Novel dental stem cells from tooth follicles and the method for culturing them

The present invention relates to a stem cell derived from a new dental vesicle and a method of culturing the same, and more particularly, an endodontic vesicle stem cell toward a ridge separated from an immature tooth having only a crown and an endodontic vesicle stem cell toward an root and an open tooth root. (opened root apex) relates to a root cell follicle stem cells isolated from the teeth having a separate and a culture method for optimal growth thereof.

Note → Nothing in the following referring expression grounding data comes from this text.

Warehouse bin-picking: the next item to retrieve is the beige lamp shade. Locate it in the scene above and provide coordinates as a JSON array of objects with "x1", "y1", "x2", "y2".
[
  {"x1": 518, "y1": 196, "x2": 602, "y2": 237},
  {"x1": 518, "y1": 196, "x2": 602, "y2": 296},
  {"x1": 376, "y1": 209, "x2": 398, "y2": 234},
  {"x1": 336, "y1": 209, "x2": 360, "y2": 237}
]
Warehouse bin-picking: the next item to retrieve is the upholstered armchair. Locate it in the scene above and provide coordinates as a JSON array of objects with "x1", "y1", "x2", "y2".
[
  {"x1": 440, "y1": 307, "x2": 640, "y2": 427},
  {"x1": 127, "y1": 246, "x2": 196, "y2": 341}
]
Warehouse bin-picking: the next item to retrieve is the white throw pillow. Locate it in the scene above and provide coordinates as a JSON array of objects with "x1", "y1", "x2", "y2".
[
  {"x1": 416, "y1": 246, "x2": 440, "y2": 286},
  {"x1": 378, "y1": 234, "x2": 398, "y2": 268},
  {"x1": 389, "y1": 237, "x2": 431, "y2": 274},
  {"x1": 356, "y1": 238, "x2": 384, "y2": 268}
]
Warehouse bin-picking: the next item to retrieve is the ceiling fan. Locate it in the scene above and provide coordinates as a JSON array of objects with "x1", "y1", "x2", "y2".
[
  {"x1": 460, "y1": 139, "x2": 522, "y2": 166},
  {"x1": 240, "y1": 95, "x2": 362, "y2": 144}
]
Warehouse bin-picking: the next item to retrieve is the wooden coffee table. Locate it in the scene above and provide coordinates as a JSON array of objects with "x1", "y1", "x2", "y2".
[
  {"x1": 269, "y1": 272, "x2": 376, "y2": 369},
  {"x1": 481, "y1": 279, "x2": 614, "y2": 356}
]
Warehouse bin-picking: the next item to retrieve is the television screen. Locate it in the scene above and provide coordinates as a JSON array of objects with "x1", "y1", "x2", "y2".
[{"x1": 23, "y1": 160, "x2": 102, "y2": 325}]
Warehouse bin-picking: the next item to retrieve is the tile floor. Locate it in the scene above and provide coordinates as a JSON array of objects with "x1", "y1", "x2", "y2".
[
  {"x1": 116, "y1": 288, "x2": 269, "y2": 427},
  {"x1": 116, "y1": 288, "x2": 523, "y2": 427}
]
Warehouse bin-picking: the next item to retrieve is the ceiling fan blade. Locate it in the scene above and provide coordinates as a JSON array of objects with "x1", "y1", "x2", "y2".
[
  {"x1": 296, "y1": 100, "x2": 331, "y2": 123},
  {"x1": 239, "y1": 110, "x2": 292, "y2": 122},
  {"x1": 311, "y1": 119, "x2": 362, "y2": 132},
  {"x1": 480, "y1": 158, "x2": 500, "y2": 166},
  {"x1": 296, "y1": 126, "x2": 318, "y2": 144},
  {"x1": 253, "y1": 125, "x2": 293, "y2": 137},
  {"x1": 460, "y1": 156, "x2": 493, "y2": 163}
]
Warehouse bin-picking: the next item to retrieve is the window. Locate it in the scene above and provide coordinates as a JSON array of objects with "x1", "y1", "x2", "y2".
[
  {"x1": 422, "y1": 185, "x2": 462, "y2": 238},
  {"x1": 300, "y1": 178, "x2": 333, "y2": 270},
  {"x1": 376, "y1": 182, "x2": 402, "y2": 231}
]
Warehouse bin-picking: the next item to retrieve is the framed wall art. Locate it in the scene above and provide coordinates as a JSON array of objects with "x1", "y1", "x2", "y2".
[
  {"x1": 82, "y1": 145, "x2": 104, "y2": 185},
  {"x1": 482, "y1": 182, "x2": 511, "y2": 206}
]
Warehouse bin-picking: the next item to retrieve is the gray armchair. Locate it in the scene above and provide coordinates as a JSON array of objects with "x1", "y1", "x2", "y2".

Stem cells are present in several vertebrate tissues, including the hematopoietic stem, nervous system, intestine, gonads, skin, olfactory epithelium and teeth. Stem cells are typically defined as cells that have self-renewal and result in differentiated progeny. In addition, the discovery of tooth stem cells isolated from tooth tissue consisting of teeth is a recent advance in dental biology. The teeth developed through the epithelial-mesenchymal interaction process consist of enamel, dentin, chalky and pulp. Teeth have unique characteristics of morphogenesis and differentiation that are controlled at each stage and space of development. It is important to clarify and compare the identification and isolation of stem cells from immature and mature teeth because the properties of dental tissues vary with each stage of development. Moreover, it is well known that progenitor / stem cells are involved in the continuous maintenance and repair of most tissue forms. However, despite well-known tooth development and several specialized tooth-related cell morphologies, little is known about the properties and properties of the precursors of the cell populations present in acquired organisms.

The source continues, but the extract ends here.